I called the doctor and she said to rest and see what happens. Either it would stop or get worse; if I were going to lose the baby there wasn’t anything to be done about it. I rested and took it easy and the bleeding stopped. That night I slept just fine. But as I was laying in bed the next morning, all of a sudden I felt something go “pop”within me. I jumped up and ran to the bathroom where the baby literally fell out of me. Even now I can say that was the worse experience of my life.
The baby was still in the placenta with all the fluid. Nolan took care of him, called the doctor and got us to Chester. The doctor asked if we wanted to see the baby and hold him. Nolan said yes and she opened up the placenta and said, “It’s a little boy.” Nolan held him in his hand and cried. I couldn’t bring myself to hold him. All I could think of was how I had not wanted this baby and now he was dead. I felt it was my fault and if I tried to hold him I would lose it completely right there in the doctor’s office.
The doctor offered no explanation and never did. Months later I figured out what a low-lying placenta was and what it could do. It had turned into placenta previa and I had lost my baby. Whether or not bedrest could have prevented the loss we’ll never know.

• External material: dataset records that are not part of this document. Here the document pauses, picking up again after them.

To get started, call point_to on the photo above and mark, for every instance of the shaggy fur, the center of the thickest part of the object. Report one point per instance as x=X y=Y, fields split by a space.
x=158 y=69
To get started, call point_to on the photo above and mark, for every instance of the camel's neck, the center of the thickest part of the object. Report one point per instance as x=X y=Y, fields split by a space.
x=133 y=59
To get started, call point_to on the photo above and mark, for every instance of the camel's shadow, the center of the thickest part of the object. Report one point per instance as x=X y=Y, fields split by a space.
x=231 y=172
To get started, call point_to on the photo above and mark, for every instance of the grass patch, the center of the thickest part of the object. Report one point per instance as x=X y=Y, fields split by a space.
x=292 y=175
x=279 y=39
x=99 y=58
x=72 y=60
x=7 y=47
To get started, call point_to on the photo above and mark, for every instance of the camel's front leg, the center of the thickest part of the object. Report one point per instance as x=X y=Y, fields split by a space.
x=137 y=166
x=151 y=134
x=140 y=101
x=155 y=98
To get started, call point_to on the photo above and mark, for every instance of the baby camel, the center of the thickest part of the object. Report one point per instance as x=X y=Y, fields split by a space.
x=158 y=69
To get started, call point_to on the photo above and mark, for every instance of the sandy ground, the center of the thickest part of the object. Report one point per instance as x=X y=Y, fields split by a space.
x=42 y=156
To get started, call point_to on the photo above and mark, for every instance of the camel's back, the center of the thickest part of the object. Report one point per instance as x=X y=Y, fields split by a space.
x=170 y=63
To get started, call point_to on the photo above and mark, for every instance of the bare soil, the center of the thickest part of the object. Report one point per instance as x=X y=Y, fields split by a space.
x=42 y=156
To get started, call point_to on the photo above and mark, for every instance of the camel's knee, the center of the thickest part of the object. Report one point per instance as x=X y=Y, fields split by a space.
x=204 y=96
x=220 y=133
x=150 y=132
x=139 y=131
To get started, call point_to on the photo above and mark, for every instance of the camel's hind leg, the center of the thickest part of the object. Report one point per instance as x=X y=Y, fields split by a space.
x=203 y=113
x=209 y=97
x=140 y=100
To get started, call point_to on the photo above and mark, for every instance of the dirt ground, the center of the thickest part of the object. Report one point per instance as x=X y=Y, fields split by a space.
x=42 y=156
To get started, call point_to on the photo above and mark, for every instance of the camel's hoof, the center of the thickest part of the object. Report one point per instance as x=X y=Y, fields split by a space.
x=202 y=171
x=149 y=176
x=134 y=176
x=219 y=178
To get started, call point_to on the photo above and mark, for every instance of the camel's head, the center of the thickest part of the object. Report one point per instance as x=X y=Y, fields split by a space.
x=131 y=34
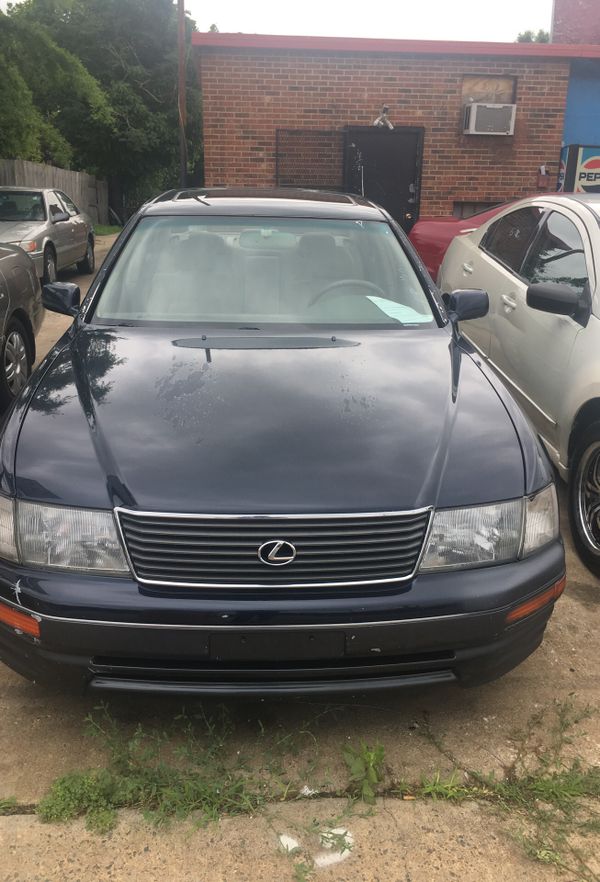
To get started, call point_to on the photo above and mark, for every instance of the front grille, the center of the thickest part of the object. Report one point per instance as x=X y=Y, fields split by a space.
x=223 y=550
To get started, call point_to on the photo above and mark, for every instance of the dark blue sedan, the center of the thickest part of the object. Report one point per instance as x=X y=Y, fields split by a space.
x=263 y=460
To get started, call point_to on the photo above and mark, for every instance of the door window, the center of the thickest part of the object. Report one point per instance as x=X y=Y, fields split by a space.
x=509 y=237
x=557 y=255
x=54 y=205
x=69 y=204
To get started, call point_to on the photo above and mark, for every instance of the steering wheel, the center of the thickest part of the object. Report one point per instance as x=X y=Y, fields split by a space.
x=335 y=287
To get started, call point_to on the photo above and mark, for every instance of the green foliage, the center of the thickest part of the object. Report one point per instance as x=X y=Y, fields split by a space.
x=365 y=765
x=61 y=91
x=103 y=74
x=139 y=775
x=437 y=787
x=531 y=37
x=21 y=122
x=8 y=806
x=303 y=872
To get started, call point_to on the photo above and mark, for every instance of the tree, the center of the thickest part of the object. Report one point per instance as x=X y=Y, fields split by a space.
x=531 y=37
x=55 y=93
x=129 y=47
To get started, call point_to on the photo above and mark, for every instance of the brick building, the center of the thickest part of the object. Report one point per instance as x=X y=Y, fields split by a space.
x=300 y=111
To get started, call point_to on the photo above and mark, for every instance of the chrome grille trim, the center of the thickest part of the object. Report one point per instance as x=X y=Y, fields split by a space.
x=182 y=550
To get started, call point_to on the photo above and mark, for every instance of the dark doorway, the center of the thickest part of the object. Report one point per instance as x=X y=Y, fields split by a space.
x=385 y=166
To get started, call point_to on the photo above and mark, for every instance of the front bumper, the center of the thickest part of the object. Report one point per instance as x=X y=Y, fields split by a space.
x=447 y=627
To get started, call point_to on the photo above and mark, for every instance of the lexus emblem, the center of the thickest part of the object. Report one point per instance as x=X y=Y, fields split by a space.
x=276 y=552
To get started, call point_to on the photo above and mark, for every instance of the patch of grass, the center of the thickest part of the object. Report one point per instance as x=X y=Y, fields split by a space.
x=146 y=771
x=365 y=765
x=549 y=798
x=8 y=805
x=303 y=872
x=106 y=230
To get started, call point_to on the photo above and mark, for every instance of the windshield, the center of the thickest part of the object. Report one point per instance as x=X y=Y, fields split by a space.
x=257 y=271
x=20 y=205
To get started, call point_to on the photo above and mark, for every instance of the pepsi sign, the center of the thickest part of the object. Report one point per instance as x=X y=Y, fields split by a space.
x=587 y=174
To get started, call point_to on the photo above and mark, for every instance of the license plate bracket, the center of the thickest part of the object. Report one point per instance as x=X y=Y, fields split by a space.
x=277 y=646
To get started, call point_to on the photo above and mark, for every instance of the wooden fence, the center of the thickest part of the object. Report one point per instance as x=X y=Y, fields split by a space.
x=86 y=192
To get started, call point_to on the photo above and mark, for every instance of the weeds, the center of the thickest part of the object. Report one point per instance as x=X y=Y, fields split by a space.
x=141 y=774
x=548 y=797
x=365 y=765
x=8 y=806
x=551 y=799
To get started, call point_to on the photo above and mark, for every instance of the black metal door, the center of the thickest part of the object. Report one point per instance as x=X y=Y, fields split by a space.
x=385 y=166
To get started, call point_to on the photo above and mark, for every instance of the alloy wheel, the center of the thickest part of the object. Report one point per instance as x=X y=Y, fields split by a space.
x=588 y=496
x=16 y=368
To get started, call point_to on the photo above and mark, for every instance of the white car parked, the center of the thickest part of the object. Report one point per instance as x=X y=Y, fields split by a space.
x=539 y=261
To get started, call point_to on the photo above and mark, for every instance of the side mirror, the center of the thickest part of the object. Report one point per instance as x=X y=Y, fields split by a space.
x=467 y=303
x=63 y=297
x=555 y=298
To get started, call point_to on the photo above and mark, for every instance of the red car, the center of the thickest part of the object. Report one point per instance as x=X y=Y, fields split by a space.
x=432 y=235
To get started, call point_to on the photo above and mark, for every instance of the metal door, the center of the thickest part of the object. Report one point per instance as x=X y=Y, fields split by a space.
x=385 y=165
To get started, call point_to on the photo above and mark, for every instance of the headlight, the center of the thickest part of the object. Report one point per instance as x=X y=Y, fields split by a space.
x=54 y=537
x=474 y=537
x=490 y=534
x=8 y=549
x=541 y=520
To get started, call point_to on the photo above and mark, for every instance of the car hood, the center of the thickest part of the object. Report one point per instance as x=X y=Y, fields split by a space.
x=16 y=231
x=168 y=421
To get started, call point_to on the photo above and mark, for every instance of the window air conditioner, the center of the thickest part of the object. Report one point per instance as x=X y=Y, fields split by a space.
x=490 y=119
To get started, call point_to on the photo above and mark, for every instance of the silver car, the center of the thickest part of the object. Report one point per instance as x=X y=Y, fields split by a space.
x=21 y=314
x=539 y=261
x=49 y=227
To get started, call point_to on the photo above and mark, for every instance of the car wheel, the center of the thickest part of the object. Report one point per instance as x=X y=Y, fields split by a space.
x=15 y=362
x=584 y=497
x=88 y=264
x=49 y=265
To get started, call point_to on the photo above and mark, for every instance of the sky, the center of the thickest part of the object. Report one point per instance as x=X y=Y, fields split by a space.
x=495 y=20
x=478 y=20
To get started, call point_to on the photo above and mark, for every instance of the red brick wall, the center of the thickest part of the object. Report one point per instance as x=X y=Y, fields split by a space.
x=576 y=21
x=247 y=94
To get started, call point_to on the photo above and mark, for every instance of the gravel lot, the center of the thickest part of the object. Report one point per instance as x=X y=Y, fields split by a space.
x=399 y=840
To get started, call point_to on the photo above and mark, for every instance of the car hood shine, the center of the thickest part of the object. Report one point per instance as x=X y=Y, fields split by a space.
x=164 y=421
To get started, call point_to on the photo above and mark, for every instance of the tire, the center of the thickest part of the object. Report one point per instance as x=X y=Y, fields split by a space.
x=584 y=497
x=88 y=264
x=49 y=265
x=15 y=362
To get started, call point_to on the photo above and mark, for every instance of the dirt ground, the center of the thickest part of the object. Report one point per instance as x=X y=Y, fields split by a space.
x=422 y=733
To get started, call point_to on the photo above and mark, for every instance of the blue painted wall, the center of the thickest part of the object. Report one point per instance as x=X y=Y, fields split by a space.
x=582 y=115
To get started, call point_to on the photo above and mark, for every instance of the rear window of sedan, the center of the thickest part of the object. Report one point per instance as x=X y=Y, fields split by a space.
x=249 y=271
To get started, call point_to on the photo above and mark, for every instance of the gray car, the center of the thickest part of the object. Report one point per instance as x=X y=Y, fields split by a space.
x=49 y=227
x=21 y=314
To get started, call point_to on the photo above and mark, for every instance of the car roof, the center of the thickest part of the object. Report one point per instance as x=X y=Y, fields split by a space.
x=25 y=189
x=264 y=203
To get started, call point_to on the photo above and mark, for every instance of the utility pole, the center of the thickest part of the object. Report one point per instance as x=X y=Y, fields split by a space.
x=181 y=93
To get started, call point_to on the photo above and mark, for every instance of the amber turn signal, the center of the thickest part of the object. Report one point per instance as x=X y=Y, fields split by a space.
x=19 y=621
x=537 y=602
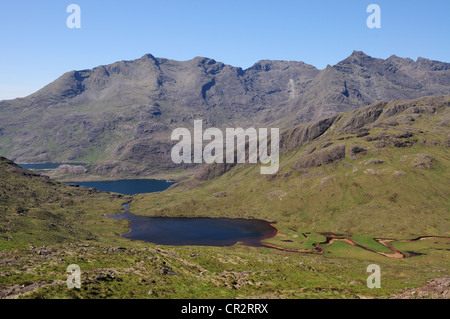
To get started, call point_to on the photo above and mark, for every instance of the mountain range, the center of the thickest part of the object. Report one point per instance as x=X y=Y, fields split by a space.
x=119 y=117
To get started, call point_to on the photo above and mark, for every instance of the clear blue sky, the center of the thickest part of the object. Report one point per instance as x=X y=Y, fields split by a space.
x=36 y=46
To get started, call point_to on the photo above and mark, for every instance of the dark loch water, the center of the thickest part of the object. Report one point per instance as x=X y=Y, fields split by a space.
x=197 y=231
x=128 y=186
x=47 y=165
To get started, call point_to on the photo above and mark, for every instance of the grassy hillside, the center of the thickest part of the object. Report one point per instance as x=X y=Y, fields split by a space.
x=35 y=210
x=392 y=180
x=392 y=185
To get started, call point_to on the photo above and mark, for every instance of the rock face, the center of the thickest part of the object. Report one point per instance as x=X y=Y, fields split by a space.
x=125 y=112
x=435 y=289
x=327 y=156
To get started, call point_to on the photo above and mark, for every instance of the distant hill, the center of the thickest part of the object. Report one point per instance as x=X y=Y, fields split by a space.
x=120 y=116
x=36 y=210
x=381 y=170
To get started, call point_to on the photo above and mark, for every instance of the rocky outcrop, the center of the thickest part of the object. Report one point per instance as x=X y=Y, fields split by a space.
x=327 y=156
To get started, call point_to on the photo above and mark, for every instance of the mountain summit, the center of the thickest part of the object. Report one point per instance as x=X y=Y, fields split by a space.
x=120 y=115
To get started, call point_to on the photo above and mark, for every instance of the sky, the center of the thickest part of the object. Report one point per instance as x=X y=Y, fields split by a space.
x=36 y=45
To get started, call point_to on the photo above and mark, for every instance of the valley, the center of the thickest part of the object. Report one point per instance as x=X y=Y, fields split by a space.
x=369 y=186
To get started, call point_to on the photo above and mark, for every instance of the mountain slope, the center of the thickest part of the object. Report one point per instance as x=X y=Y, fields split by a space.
x=120 y=116
x=381 y=170
x=36 y=210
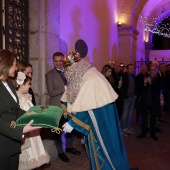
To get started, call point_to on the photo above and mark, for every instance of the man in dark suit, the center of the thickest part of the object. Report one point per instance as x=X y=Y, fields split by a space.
x=139 y=80
x=128 y=94
x=56 y=86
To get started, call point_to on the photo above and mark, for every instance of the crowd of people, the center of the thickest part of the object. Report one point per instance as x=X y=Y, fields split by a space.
x=148 y=93
x=99 y=104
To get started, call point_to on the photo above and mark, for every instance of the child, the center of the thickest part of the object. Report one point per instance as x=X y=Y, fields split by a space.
x=33 y=153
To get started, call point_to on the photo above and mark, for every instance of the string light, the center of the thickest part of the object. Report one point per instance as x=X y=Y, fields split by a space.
x=156 y=25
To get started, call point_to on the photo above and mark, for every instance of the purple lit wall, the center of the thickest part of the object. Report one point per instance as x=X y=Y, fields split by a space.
x=93 y=21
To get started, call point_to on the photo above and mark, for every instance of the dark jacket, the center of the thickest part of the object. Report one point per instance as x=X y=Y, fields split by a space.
x=10 y=138
x=125 y=85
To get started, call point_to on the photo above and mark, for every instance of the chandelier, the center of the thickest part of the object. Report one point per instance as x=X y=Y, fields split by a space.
x=157 y=25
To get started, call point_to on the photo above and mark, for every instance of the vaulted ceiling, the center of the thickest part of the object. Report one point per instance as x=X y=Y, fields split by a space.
x=130 y=10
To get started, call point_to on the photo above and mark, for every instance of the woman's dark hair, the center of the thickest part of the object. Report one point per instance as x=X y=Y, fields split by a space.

We named him Benjamin and took him home with us. We wrapped him in soft flannel and Nolan made a container in which to bury him. We buried him in Grace Cemetery, north of Rudyard. Some church friends offered to take care of Daniel for a couple of days so we could go away. We went to Glacier Park and stayed at a Bed and Breakfast. It was April, so the park was pretty empty and quiet. It was the perfect place for the shock to start wearing off. However, after all these years I still cry over Benjamin and what we lost in him. It came to me then with crystal-clear clarity that children are a gift from God, not a right.